Continuous delivery (CD) is becoming the cornerstone of modern software development, enabling organizations to ship — in small increments — new features and functionality to customers faster to meet market demands. CD is achieved by applying DevOps practices and principles (continuous integration and continuous deployment) from development to operations. There is no continuous delivery without implementing DevOps practices and principles. By that, I mean strong communication and collaboration across teams, and automation across testing, build, and deployment pipelines. But often achieving continuous delivery to meet market demands presents numerous challenges for security.
While DevOps principles and practices acknowledge the need for security, many organizations struggle to find the right fit and speed for integrating security into DevOps. In a study conducted by HP Enterprise, 99% of respondents say that while DevOps culture offers the opportunity to improve application security practices, only 20% of respondents say that secure systems development life cycle (SDLC) testing is done throughout their development process. (Read "Software Assurance: Thinking Back, Looking Forward.")
Security is still trying to catch up with all the innovative software being developed, tested, deployed, and delivered without slowing or bogging down the process. Security has to be intrinsic and transparent yet visible enough in the process that it is a "shared" responsibility at the heart of DevOps practices and principles. So when a product owner describes new features and functionality that need to be added to the next release, everyone thinks about ways in which those features and functionality can be designed and implemented securely to reduce exposures and vulnerabilities. This is what it means to "Shift Left."
I often hear that slogan in the industry: "Shift Left." Most of the time the term is used in reference to moving security testing into continuous integration. While I agree that security testing as part of continuous integration is important, it's way too late at that point in time. "Shift Left" must go far left, past continuous integration into the requirements and design phases. "Shift Left" to me is a mindset that thinks about security from the onset and is pervasive throughout the software development process. This is what it means to build "security in."
When you start far left, you have the opportunity to embed the appropriate security lexicon and security considerations into the requirements phase. Starting with really solid security requirements allows organizations to codify their intuitions into design; it enables organizations to make sound design decisions up front that will help eliminate technical debt and reduce the cost to maintain software.

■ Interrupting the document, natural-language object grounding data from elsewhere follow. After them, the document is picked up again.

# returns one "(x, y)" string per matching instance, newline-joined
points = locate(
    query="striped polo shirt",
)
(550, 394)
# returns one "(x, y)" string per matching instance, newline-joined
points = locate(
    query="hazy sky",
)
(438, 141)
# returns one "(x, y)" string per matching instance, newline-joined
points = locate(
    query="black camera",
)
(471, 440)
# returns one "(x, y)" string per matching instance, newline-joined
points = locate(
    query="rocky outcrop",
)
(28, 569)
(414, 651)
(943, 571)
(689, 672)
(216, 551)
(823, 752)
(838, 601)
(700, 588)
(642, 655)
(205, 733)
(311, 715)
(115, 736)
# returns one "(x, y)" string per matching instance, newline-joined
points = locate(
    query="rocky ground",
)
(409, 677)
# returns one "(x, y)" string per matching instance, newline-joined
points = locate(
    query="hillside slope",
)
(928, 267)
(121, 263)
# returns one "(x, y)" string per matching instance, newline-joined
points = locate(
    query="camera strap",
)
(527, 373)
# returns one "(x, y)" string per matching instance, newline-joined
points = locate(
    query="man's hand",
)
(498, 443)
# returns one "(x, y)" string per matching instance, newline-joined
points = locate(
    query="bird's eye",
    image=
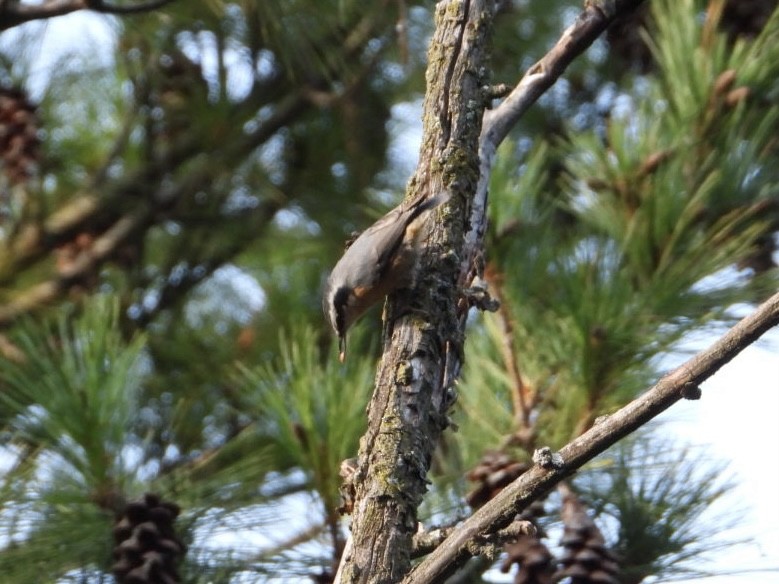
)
(340, 301)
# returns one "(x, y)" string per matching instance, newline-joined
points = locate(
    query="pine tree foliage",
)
(204, 175)
(69, 411)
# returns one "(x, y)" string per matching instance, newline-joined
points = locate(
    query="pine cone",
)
(586, 559)
(533, 558)
(19, 143)
(147, 548)
(494, 472)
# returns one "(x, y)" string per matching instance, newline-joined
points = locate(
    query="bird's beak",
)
(342, 349)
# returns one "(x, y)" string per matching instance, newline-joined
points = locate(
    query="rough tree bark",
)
(423, 347)
(408, 410)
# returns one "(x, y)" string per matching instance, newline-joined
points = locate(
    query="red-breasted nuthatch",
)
(381, 260)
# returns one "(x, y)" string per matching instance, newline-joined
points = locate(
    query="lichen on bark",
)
(407, 412)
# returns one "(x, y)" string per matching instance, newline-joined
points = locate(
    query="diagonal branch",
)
(16, 13)
(682, 382)
(498, 122)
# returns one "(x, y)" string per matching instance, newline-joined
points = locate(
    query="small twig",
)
(497, 122)
(519, 391)
(518, 495)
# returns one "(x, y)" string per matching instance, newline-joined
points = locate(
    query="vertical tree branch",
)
(408, 410)
(682, 382)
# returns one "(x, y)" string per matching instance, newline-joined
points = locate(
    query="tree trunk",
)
(423, 345)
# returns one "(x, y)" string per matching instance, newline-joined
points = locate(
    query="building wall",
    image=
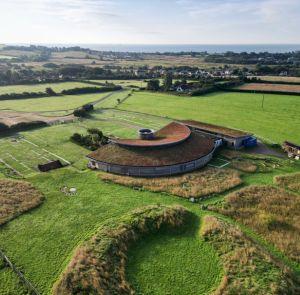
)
(151, 171)
(234, 143)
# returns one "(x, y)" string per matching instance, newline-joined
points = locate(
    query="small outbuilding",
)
(292, 149)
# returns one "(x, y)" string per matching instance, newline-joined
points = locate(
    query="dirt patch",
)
(196, 184)
(248, 268)
(272, 212)
(17, 197)
(98, 266)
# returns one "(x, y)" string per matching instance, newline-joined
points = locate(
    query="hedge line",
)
(73, 91)
(261, 91)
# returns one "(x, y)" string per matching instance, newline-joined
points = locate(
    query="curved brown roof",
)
(195, 147)
(215, 129)
(171, 134)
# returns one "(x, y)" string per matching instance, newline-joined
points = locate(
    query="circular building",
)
(174, 149)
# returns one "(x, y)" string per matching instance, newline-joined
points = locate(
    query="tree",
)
(168, 80)
(153, 85)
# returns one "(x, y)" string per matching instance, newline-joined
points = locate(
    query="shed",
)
(292, 149)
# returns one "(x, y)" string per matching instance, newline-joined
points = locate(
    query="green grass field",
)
(181, 254)
(55, 105)
(279, 120)
(41, 242)
(124, 83)
(25, 150)
(57, 87)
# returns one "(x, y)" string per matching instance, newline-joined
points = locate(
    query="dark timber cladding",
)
(170, 152)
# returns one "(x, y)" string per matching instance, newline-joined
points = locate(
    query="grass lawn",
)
(57, 87)
(278, 121)
(55, 105)
(169, 263)
(41, 242)
(25, 150)
(124, 83)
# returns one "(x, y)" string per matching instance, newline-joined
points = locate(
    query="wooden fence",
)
(28, 285)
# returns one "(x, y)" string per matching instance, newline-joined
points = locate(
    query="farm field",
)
(55, 105)
(41, 242)
(270, 87)
(57, 87)
(125, 83)
(278, 79)
(25, 150)
(6, 56)
(50, 233)
(242, 111)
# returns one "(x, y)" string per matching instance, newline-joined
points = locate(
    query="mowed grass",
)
(183, 269)
(279, 120)
(42, 241)
(57, 87)
(25, 150)
(125, 83)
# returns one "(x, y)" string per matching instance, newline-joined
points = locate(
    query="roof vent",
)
(146, 134)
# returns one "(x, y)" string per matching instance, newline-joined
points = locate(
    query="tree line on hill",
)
(193, 88)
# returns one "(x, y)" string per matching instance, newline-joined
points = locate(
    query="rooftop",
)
(171, 134)
(195, 147)
(216, 129)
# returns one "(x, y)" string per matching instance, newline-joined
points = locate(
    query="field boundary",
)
(19, 274)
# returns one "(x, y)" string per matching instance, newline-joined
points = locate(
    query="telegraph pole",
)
(262, 102)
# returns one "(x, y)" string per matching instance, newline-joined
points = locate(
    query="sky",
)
(150, 21)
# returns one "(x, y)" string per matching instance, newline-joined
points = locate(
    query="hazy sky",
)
(150, 21)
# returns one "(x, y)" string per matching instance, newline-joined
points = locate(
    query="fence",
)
(21, 277)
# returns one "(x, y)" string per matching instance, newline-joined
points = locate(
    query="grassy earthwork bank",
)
(50, 234)
(43, 241)
(242, 111)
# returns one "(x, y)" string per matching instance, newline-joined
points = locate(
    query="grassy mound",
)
(272, 212)
(248, 268)
(196, 184)
(98, 266)
(175, 262)
(17, 197)
(290, 181)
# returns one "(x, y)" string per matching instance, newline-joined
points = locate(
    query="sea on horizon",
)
(161, 48)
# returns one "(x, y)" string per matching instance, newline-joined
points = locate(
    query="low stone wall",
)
(151, 171)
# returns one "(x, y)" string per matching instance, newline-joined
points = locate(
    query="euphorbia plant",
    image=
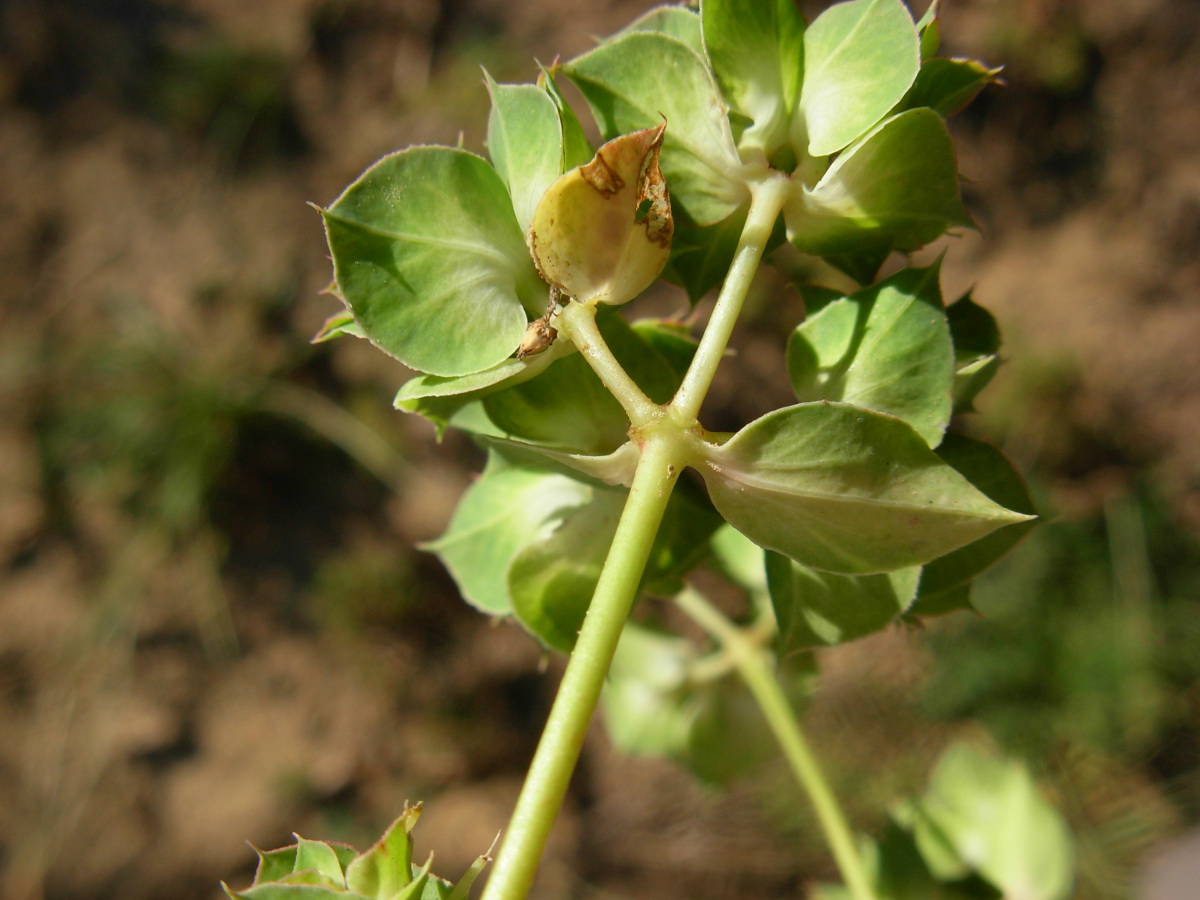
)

Codifying intuitions is a concept I got from a colleague of mine, David Molnar, a security researcher from Microsoft, in a talk about what security can learn from AI. The concept of "codifying your intuitions" was used in a larger context to the security domain, but also, specifically, to defending against adversarial activity and advanced persistent threats in a talk by security researcher Taesoo Kim. I like the concept because it reinforces the need to think like an adversary and infer some of our intuitions and assumptions not only into security design but also into developers' daily activities. Kim gives an example in his talk about what led Jung Hoon Lee, a notable bug bounty hunter, to find vulnerabilities at the Pwn20wn 2016 hacking contest. Lee attributes the discovery of exploitable vulnerabilities to his "intuition."
The Gift of Intuition
Experience in the trenches working in security, developing software, breaking software, and protecting software forms patterns in our minds that provide a solid foundation from which we can train our minds and mental capacities to recognize and be more aware. I tend to look at intuition as the revelations about the mental patterns we accumulate over time; intuition forms from the right hemisphere of the brain (the creativity region) and inspires ingenuity. As with many complex problems in cybersecurity, solutions to those problems often require some level of curiosity and creativity to decompose complexity. This same level of curiosity and creativity is what often motivates attackers. It must be applied to software development to help organizations shift their "security-minded thinking" all the way left.
One of the keys to shifting left is figuring out how to codify intuitions into threat models that can be used to guide secure software development. This could be in the form of user stories and misuse/abuse cases that help organizations better understand how to securely design and implement features and functionality into software. These threat models can be used to:
- Guide product teams in making good design decisions regarding security features of the systems.
- Assist developers in understanding the consequences of their refactoring or development activities when implementing the design in code.
- Develop situational awareness about security threats and risks that can be used to guide more targeted and efficient security testing (achieving security "at-speed") throughout the software development life cycle.
To help organizations formalize threat modeling activities into their SDLC, organizations should consider adopting the following practices and standards:
- Leverage Common Architectural Weakness Enumeration (CAWE) in formulating good user stories about new features and functionality. CAWE has been recently added into MITRE's CWE 3.0 release.
- For user stories, crosswalk CAPEC and ATT&CK to codify intuitions in the development of misuse/abuse cases to better understand ways in which the system can be compromised and attacked.
- Once the security design has been validated and verified, use CWE to understand how to correctly implement the security design, along with the features and functionality into code.
Shifting left is a mindset, a philosophy that emphasis the need to think about security (codify your intuitions) in all phases of the SDLC.